Apesar de todo talento, uma fase de sua trajetória profissional foi marcada por uma série de papéis sem graça – os destaques foram seus papéis em “Aquele Que Sabe Viver“ (1962) e “Minha Esposa É um Sucesso” (1963), comédias italianas nas quais a personalidade branda e rigidamente moralista de Trintignant contrastava com o violento carisma de Vittorio Gassman. Os filmes foram sucessos de crítica e popularidade que colocaram Trintignant na primeira fila do cinema europeu.
Adam Bernstein, do The Washington Post, considera que mesmo com toda a presença cinematográfica, ele não carregava nada da mística sexual aberta de outras estrelas francesas da época – a malícia de Jean-Paul Belmondo, a beleza de Alain Delon e o cansaço do mundo de Yves Montand.

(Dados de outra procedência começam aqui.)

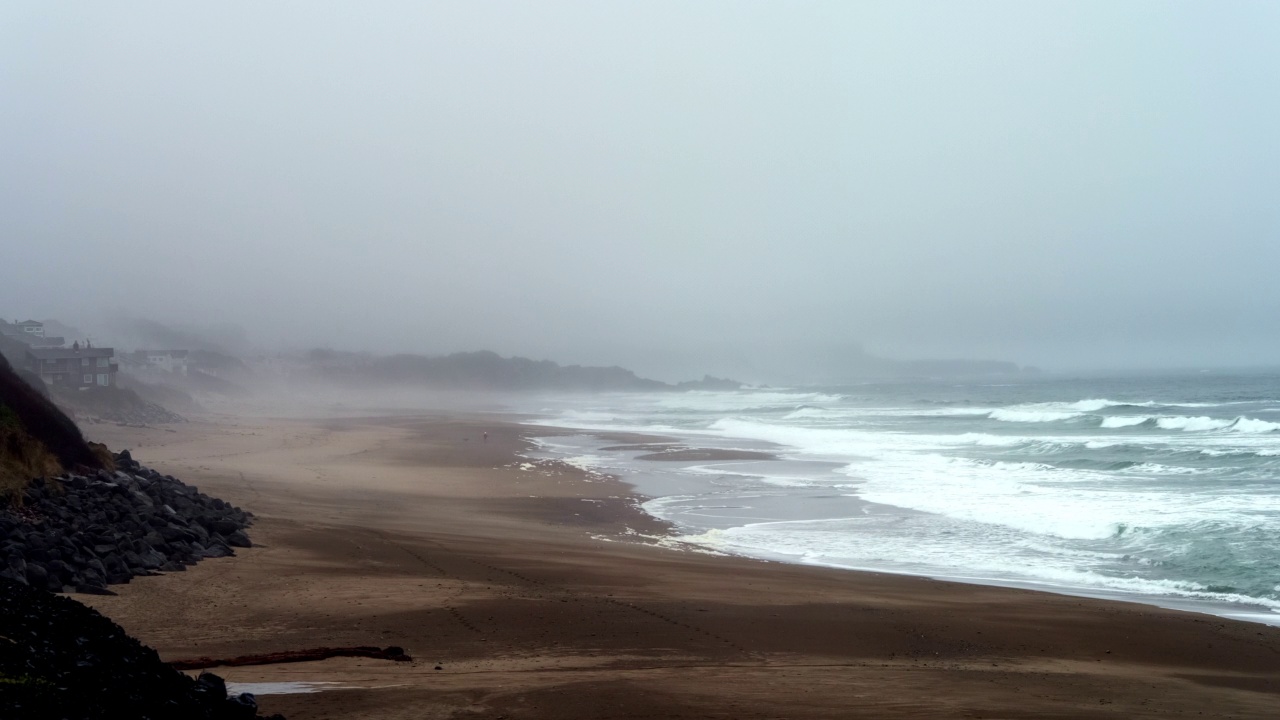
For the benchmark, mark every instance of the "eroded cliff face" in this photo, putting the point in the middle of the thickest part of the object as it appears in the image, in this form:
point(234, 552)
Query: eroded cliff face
point(37, 438)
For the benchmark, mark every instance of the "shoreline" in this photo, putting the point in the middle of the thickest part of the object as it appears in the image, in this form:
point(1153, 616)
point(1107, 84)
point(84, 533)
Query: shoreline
point(686, 450)
point(416, 532)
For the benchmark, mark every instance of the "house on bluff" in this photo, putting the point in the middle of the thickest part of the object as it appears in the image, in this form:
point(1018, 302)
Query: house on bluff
point(30, 332)
point(73, 367)
point(167, 360)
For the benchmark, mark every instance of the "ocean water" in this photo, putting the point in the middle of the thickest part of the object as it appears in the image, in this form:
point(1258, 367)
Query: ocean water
point(1164, 490)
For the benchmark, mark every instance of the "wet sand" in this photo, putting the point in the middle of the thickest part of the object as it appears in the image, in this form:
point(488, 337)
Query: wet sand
point(515, 587)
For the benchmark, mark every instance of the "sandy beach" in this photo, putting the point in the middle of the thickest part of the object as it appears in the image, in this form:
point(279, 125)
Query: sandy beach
point(533, 589)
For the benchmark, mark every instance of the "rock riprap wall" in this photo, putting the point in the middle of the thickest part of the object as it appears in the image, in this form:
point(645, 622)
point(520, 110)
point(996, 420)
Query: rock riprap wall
point(86, 532)
point(63, 660)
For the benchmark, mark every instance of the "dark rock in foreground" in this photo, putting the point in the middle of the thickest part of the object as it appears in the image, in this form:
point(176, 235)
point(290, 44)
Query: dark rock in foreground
point(86, 532)
point(63, 660)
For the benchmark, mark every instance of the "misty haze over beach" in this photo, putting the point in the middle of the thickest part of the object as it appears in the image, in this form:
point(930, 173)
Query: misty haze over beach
point(728, 187)
point(640, 359)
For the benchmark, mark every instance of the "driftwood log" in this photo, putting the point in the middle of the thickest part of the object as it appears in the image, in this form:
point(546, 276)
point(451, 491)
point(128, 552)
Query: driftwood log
point(394, 654)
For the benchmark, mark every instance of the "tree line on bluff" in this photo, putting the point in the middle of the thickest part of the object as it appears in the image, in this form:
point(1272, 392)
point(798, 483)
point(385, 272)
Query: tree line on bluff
point(488, 370)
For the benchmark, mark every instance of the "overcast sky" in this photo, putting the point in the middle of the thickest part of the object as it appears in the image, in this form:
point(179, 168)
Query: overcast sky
point(668, 186)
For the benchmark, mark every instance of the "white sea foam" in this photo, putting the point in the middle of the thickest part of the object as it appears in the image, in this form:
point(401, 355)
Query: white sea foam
point(1251, 425)
point(1124, 420)
point(954, 552)
point(1014, 415)
point(1192, 424)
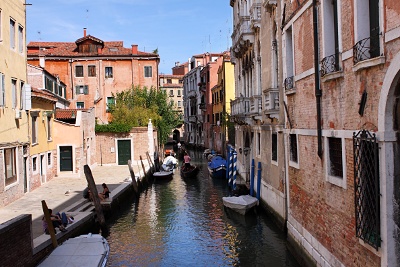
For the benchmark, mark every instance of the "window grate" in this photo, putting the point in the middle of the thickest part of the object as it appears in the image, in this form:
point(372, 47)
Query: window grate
point(366, 188)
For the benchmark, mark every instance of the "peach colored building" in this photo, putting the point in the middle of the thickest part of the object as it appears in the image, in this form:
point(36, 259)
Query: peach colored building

Entretanto, a marca registrada de Trintignant era uma banalidade superficial e agradável que mascarava as profundezas da força ou do desespero.
“Ele enfatizou sua mediocridade, transformou sua falta de definição aparente em um tipo estranho de força”, escreveu o crítico de cinema Terrence Rafferty no New York Times.
De acordo com Rafferty, em filme após filme, ele se apresenta como um homem tão normal que você tem que se perguntar se alguma coisa está acontecendo sob aquela superfície opaca. E então, lentamente, meticulosamente, ele desembrulha o pacote e mostra o que está dentro. Ele sempre parece cauteloso e vigilante, esperando o momento em que pode (ou deve) se revelar.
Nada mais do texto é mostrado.